Police intercepted more than 750 people on 27 flights into Queensland on Saturday morning, including three flights from Victoria.
At the southern border, officers checked 1300 vehicles. Eight were turned around, however, there were no false declarations detected or fines issued.
"We are not going to stop doing this. As long as it is required to keep COVID out of Queensland we are committed to doing it," deputy police commissioner Steve Gollschewski said.
Border passes that were used to cross the border in recent months are now invalid and must be replaced by one of three new border declarations.
Deputy Commissioner Gollschewsk said it had been challenging for officers policing the new system, particularly at the Gold Coast road border.
"We are taking an "educative" approach. We are being understanding of community and we are making sure they understand it," he said.
Anyone entering Queensland must now also state if they have travelled to Victoria in the previous two weeks.

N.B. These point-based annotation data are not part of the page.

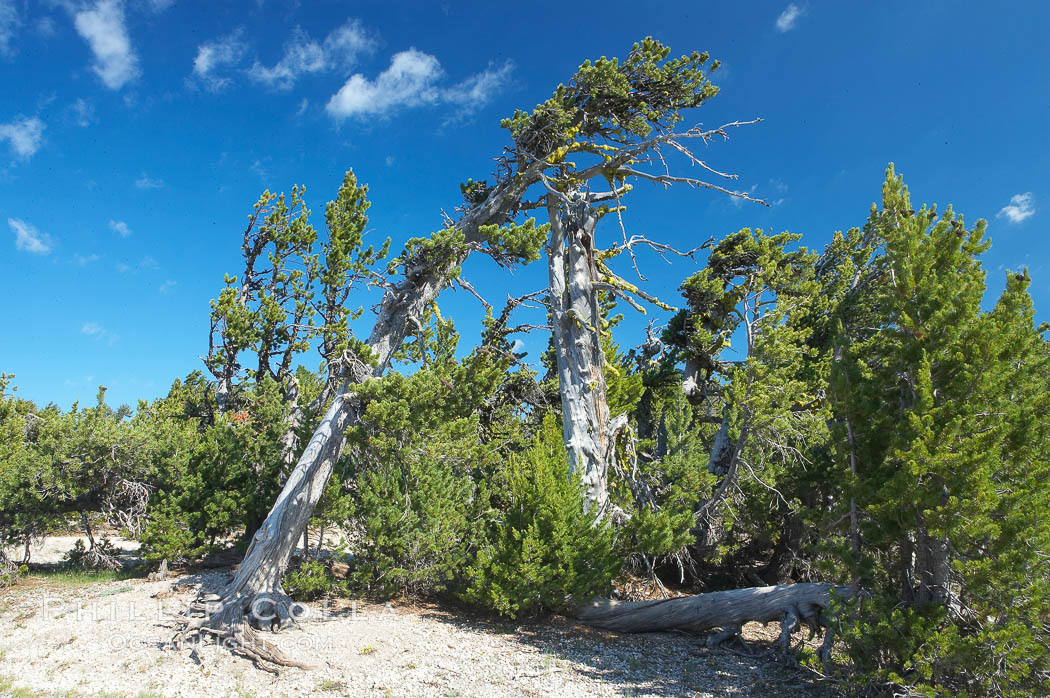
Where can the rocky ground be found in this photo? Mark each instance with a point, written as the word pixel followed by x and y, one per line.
pixel 76 637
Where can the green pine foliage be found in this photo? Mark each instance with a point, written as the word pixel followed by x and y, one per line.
pixel 946 403
pixel 543 551
pixel 224 488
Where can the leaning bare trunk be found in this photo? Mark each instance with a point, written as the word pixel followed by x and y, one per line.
pixel 254 597
pixel 576 329
pixel 729 610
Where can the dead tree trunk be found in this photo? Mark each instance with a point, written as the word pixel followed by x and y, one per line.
pixel 576 325
pixel 791 605
pixel 254 599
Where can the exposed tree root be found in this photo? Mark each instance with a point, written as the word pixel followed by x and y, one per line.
pixel 791 605
pixel 234 620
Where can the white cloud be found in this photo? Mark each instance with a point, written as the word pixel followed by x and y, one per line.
pixel 303 55
pixel 1021 207
pixel 146 182
pixel 120 228
pixel 45 27
pixel 27 238
pixel 103 28
pixel 407 82
pixel 478 90
pixel 83 112
pixel 9 24
pixel 789 18
pixel 412 81
pixel 215 56
pixel 99 333
pixel 24 134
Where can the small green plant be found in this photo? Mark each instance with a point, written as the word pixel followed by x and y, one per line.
pixel 311 580
pixel 330 685
pixel 545 552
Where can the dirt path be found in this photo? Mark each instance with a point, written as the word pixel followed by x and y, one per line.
pixel 112 637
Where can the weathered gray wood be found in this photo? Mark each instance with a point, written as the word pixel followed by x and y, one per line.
pixel 254 598
pixel 575 322
pixel 726 610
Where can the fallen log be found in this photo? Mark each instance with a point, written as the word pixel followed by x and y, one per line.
pixel 791 604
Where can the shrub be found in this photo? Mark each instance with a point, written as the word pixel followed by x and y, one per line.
pixel 544 552
pixel 310 580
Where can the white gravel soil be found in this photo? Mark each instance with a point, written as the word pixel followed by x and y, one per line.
pixel 112 638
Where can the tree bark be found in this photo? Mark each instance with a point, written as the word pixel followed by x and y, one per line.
pixel 727 610
pixel 576 325
pixel 254 599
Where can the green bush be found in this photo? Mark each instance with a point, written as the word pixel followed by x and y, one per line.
pixel 545 552
pixel 310 580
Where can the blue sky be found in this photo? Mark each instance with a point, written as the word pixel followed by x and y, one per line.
pixel 135 135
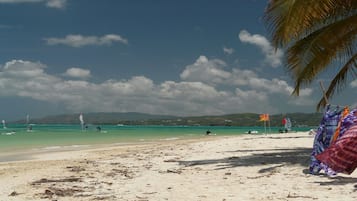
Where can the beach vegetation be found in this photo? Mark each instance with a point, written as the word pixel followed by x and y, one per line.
pixel 316 36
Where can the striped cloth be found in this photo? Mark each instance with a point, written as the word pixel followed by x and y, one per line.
pixel 342 155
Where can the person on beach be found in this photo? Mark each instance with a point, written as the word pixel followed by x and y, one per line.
pixel 322 139
pixel 341 156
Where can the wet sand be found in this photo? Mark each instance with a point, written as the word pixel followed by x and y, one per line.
pixel 247 167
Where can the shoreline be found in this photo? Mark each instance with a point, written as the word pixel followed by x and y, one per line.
pixel 244 167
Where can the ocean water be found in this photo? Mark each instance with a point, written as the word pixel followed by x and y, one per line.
pixel 63 136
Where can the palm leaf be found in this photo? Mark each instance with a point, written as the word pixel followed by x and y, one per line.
pixel 290 20
pixel 339 80
pixel 311 55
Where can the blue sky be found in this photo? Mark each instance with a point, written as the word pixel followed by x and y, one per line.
pixel 173 57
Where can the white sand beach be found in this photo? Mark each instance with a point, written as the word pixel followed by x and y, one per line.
pixel 247 167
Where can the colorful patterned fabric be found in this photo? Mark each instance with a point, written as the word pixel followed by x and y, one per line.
pixel 342 155
pixel 323 138
pixel 345 112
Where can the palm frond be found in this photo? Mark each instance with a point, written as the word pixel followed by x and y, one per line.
pixel 339 80
pixel 311 55
pixel 290 20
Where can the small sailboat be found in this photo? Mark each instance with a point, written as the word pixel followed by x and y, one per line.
pixel 4 124
pixel 81 120
pixel 28 125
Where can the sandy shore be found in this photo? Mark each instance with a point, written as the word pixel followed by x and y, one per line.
pixel 249 167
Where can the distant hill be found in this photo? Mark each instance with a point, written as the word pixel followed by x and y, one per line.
pixel 97 118
pixel 133 118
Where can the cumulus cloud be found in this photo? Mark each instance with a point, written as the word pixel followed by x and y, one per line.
pixel 207 71
pixel 353 83
pixel 48 3
pixel 243 91
pixel 78 73
pixel 272 57
pixel 56 3
pixel 228 50
pixel 79 40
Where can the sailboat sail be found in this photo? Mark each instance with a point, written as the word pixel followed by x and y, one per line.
pixel 81 120
pixel 287 125
pixel 4 124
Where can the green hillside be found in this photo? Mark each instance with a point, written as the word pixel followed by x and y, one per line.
pixel 132 118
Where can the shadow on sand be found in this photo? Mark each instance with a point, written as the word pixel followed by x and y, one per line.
pixel 276 158
pixel 280 157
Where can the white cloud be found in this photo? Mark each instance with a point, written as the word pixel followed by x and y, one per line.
pixel 78 73
pixel 56 3
pixel 228 50
pixel 48 3
pixel 207 71
pixel 79 40
pixel 272 57
pixel 233 91
pixel 353 83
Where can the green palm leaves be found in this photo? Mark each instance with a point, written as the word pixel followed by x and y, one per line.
pixel 316 35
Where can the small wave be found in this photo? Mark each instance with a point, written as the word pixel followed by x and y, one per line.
pixel 171 138
pixel 52 147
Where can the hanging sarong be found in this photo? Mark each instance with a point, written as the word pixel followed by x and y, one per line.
pixel 323 138
pixel 341 156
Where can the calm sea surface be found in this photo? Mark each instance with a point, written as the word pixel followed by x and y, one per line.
pixel 58 136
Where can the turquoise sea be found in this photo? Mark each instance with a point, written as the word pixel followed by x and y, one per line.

Penalties will apply for anyone caught smuggling people over the border and there is a $4000 fine for flouting the restrictions.
Meanwhile, Queenslanders have started enjoying a weekend of further relaxed COVID-19 health restrictions.
More fans can watch professional sporting events, with up to 25,000 spectators or 50 per cent of a venue's capacity permitted.
Commercial events of up to 500 people can go ahead without permission from the authorities, as long as they abide by the coronavirus social distancing rules.
Private gatherings of up to 100 people are now also allowed in homes. Weddings and funerals can host up to 100, and contact sport is also back. Casinos and food courts will also reopen.
There were no new cases of COVID-19 diagnosed in the state overnight and the number of active cases has fallen to one for the first time since the start of the crisis.